Jean Clusiault, Robert Bellefleur et Jean Paradis.

Lac-Mégantic: les proches des victimes sereins

« Je n’en veux pas à Richard Labrie, Jean Demaître ou Thomas Harding »

Jean Clusiault, le père de Kathy Clusiault, une des 47 victimes de Lac-Mégantic, reste en attente du verdict en ayant une pensée pour les trois accusés qui ont subi leur procès pour négligence criminelle causant la mort le 6 juillet 2013 à Lac-Mégantic.

À plusieurs reprises au cours du procès, Jean Clusiault allait à la rencontre de Thomas Harding lors des pauses du tribunal. « Je me mets à la place du jury et des accusés qui ont des enfants et des familles, ça doit être extrêmement difficile pour eux autres cette attente », concède M. Clusiault.

« On sent que les accusés portent l’odieux de tout ça, estime de son côté le porte-parole de la Coalition des citoyens et organismes pour la sécurité ferroviaire de Lac-Mégantic, Robert Bellefleur. On a appris à les connaître au cours du procès. Je ne peux parler pour la population en entier, mais un bon pourcentage de la population ne voit pas en ces trois hommes des criminels. »

Jean Paradis, un survivant de la tragédie de Lac-Mégantic, venait de sortir du Musi-Café dans la nuit du 6 juillet 2013 lorsque le convoi fantôme y est arrivé. Il s’est sauvé de flammes, mais a perdu trois amis lors de la tragédie. Il a assisté à quelques jours des procédures et arpentait aussi les corridors du palais de justice.

« Je garde confiance envers le système de justice. Je trouve que ce procès était une étape importante pour les gens de Lac-Mégantic. Il faut passer à autre chose, alors je souhaite que ce procès en arrive à un dénouement », explique M. Paradis.

Longue attente

Tous signalent que l’attente commence à être longue.

« Ça commence à être très long. C’est stressant pour les gens de Lac-Mégantic et surtout pour les accusés. C’est peut-être cependant nécessaire parce que c’est quand même une accusation grave de négligence criminelle causant la mort. Le jury a siégé pendant près de 40 jours. Ils ont beaucoup de matériel à traiter. Ils prennent le dossier très au sérieux et ils semblent vouloir donner le meilleur verdict possible », signale Robert Bellefleur.
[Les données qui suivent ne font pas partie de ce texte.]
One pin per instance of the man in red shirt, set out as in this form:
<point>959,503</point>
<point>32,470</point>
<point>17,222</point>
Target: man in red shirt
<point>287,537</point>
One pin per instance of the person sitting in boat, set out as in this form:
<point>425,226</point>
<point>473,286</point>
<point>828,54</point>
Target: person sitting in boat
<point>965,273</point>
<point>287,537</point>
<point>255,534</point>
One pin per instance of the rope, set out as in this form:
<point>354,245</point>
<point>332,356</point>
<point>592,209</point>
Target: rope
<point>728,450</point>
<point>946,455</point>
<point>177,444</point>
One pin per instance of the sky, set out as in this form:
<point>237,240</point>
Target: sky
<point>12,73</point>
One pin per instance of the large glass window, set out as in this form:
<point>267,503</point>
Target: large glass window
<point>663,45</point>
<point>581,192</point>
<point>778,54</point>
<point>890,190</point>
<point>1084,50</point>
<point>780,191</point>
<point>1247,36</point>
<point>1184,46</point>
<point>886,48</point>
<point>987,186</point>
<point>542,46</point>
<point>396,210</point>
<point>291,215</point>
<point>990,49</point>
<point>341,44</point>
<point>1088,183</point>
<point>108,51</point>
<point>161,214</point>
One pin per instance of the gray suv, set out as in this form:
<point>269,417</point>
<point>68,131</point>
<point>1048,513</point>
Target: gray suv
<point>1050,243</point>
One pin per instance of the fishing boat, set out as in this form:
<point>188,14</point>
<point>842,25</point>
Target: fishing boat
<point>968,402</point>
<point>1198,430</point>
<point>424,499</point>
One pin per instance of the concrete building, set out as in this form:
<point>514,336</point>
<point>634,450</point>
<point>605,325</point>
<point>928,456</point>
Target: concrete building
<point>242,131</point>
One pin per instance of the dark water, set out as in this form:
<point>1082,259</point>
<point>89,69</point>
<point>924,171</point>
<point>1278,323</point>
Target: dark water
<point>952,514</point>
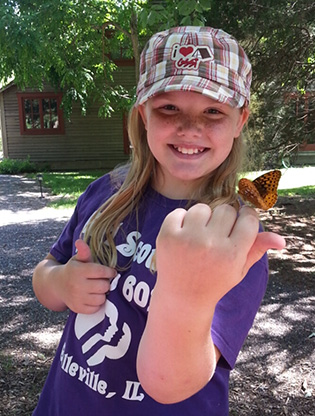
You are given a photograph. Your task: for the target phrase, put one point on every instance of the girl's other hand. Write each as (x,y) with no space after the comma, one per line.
(83,284)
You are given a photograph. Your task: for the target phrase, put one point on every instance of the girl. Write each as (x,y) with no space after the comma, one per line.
(163,275)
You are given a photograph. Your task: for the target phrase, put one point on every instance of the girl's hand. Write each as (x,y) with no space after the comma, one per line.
(82,284)
(202,254)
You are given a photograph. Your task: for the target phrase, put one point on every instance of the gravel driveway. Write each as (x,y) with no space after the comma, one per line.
(275,370)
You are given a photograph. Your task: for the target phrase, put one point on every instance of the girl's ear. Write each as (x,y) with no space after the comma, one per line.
(242,120)
(141,109)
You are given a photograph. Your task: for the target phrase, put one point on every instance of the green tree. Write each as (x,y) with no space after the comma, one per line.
(279,39)
(73,44)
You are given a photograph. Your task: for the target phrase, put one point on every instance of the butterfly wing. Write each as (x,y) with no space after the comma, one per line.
(249,193)
(262,192)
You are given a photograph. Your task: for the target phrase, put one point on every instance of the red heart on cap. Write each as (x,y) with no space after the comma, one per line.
(186,50)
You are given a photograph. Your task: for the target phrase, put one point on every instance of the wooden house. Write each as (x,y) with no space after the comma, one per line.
(33,126)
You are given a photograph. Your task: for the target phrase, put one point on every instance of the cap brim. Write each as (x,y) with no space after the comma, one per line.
(200,85)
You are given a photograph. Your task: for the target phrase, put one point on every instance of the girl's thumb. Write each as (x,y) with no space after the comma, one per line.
(264,242)
(83,252)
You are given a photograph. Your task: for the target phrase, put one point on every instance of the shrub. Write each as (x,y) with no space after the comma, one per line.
(16,166)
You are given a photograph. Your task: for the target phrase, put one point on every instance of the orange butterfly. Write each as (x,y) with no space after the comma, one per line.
(262,191)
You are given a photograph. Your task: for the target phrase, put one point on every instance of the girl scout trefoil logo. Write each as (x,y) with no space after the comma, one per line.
(190,56)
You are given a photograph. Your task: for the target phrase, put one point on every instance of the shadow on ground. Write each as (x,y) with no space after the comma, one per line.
(274,373)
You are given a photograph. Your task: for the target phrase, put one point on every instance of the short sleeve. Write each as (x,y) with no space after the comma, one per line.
(93,197)
(236,311)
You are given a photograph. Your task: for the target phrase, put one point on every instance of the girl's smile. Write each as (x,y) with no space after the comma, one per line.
(189,135)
Jean Clusiault estime qu’après avoir entendu le procès ainsi que toute la preuve exclue qui a été révélée après que le jury ait été isolé, il est plus facile de se faire une idée de l’issue du procès.

« J’ai peut-être une idée différente du verdict », indique M. Clusiault.
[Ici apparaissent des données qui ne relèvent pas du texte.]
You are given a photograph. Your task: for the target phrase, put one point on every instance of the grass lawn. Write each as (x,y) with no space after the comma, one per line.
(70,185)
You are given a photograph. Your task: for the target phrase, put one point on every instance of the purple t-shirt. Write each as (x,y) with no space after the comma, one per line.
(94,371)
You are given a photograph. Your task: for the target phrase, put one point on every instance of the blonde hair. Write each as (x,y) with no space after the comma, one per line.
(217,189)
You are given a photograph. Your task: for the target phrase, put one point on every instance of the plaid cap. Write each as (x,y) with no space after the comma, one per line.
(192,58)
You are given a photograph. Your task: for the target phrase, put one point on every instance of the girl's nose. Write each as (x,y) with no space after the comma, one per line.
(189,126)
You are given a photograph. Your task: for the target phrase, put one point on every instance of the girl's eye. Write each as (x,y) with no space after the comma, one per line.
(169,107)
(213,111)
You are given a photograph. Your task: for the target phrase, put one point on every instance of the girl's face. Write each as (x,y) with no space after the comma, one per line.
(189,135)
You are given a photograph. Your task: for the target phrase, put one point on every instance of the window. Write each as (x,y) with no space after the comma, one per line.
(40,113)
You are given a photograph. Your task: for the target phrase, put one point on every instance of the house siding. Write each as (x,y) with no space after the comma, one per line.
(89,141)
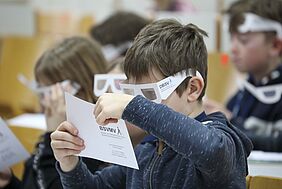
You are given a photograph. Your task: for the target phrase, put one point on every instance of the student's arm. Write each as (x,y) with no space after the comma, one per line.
(80,177)
(206,146)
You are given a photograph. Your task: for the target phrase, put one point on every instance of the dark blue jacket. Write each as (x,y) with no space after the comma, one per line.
(261,122)
(209,153)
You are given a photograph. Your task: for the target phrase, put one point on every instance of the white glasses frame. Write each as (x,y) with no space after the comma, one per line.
(109,82)
(260,92)
(164,88)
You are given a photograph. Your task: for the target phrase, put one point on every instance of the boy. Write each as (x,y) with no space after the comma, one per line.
(117,32)
(256,43)
(191,149)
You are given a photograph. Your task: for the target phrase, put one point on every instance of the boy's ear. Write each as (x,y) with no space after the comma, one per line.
(276,47)
(194,89)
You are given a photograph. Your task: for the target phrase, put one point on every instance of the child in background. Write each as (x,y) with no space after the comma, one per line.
(256,44)
(75,59)
(166,68)
(117,33)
« Ça reste la plus grosse tragédie ferroviaire au Canada avec 47 victimes, un centre-ville complètement dévasté et une population meurtrie et éprouvée. C’est certain que je jury doit sentir le fardeau de livrer un bon verdict pour qu’il y ait apparence de justice pour la population », estime Robert Bellefleur.

Toujours aucun verdict

Au début de cette deuxième semaine de délibérations, le jury au procès de Lac-Mégantic n’a toujours pas convoqué le tribunal pour annoncer son verdict.

Aucune demande ou question du jury n’a été adressée en cette huitième journée de délibérations, jeudi, au palais de justice de Sherbrooke.
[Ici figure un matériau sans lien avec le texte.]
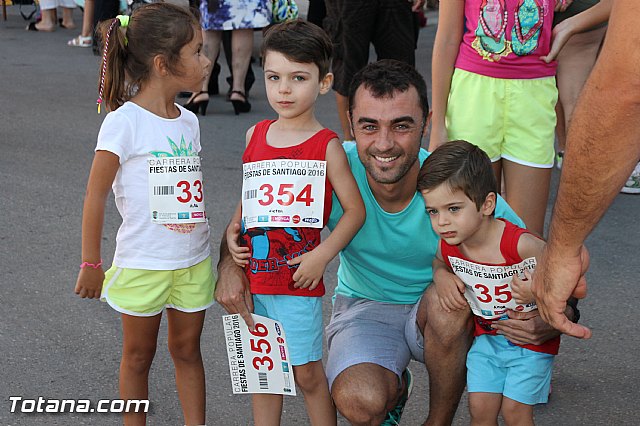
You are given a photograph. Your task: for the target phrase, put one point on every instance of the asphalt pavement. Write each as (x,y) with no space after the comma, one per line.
(56,345)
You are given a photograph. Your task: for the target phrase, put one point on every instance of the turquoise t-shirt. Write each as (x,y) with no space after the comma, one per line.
(389,259)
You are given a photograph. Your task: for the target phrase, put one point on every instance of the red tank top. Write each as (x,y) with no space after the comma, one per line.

Le juge Gaétan Dumas de la Cour supérieure avait exhorté les huit hommes et quatre femmes à de retourner délibérer afin de tenter d’en venir à un verdict unanime et dénouer l’impasse dans leurs délibérations. Ils ne sont pas manifestés depuis ce moment.

Le conducteur du convoi ferroviaire de la Montreal, Maine & Atlantic (MMA) Thomas Harding, le contrôleur de la circulation ferroviaire Richard Labrie et le directeur de l’exploitation Jean Demaître ont subi leur procès à une accusation de négligence criminelle causant la mort de 47 personnes le 6 juillet 2013 à Lac-Mégantic. Un verdict moindre et inclus de conduite dangereuse de matériel ferroviaire a été ouvert pour Thomas Harding.

Le délibéré se poursuit pour une neuvième journée, vendredi, au palais de justice de Sherbrooke.